WHITMAN – Monday’s special Town Meeting wrapped up with the near-unanimous approval of two articles pertaining to the planned DPW building project.
The first appropriated $1,143,271 to pay additional incidental and related costs for the project transferred from excess funds originally borrowed or appropriated to pay the costs of other varied capital projects at town meetings in 2017 and 2019.
The second appropriates $2,200,000 for any additional costs involved in the design, construction and equipping of the building – funded with Plymouth County ARPA funds from the sewer force main project.
Neither needs to go to a ballot question as the original $17.8 million approved at the polls last year did.
“The town has the ability to use American Rescue Plan Act funds for certain types of projects,” Town Administrator Mary Beth Carter said. “The town sewer force main project is one of the eligible projects. The DPW building construction was not an eligible project.”
A paving grant for the sewer force main project, helped bring it in under budget, Carter said, and the use of $2.2 million in ARPA for the DPW building also helped.
The total increase in rates will be 70 cents for the second half of the force main project and a notice that was to go out Oct. 15 that rates were going up by $1.25 was therefore not sent out.
While a debt exclusion dies when the debt is paid, the rate increased become part of the base rate.
A $1.50 rate increase last year was entirely related to replacing the force sewer main, former Town Administrator Frank Lynam said.
Requiring a two-thirds margin to pass article 15, Town Moderator Michael Seele had ruled it achieved that threshold, but a standing vote. The resulting 213-4 counted vote vindicated that call.
Discussion of both articles centered on why, as with most articles on the warrant, funding sources were those originally approved at past Town Meetings for other purposes.
Auburnville Way resident Robert Kimball also asked why the extra $2.2 million was required.
DPW Highway Superintendent Bruce Martin said it was because the actual cost of the low bid was higher than the estimates due to soil conditions at the site as well as inflation.
“It’s across the board,” Martin said. “It’s happening to a lot of municipal projects.”

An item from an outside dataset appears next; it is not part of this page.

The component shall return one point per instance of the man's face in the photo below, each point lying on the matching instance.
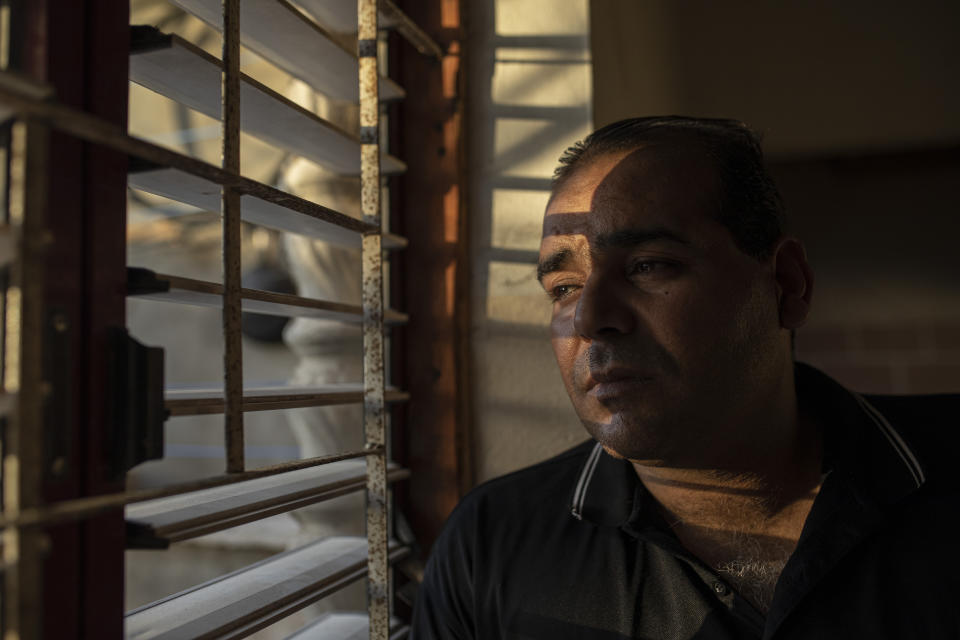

He said former Water-Sewer Superintendent Dennis Smith found leftover funds still on the books after some projects were finished. The route 18 and 27 projects came in under budget as did others listed in the article as funding sources.
Cindy Landreville of Harvard Street asked why it has taken so long for all that funding to finally come back to the town while nothing has been done to lower water and sewer rates for taxpayers.
Martin and Smith said the funds came from water-sewer enterprise accounts had to return to those accounts.
“It would be available to be spent on other water-sewer projects, but not other town projects,” Martin said.
“I’m sorry to be picking on you, but most of the monies tonight are coming from unexpected, unexpended funds from 2016 forward?” Landreville said.
“By leaving it in the articles mentioned, it’s still water and sewer money,” Smith said. “It’s a similar problem that fits within the language of the article.”
The DPW had considered using the funds from the routes 18 and 27 intersection project on emergency power supplies for traffic lights, Smith said. With nothing left on that project to spend it on after the lighting work didn’t happen, “it made sense to turn the money back in.”
Carter said the $17.8 million for the DPW was done as a debt exclusion and went onto taxes, while the $2.2 million in Article 15 will not be, but there will still be a debt payment due each year through water-sewer rates.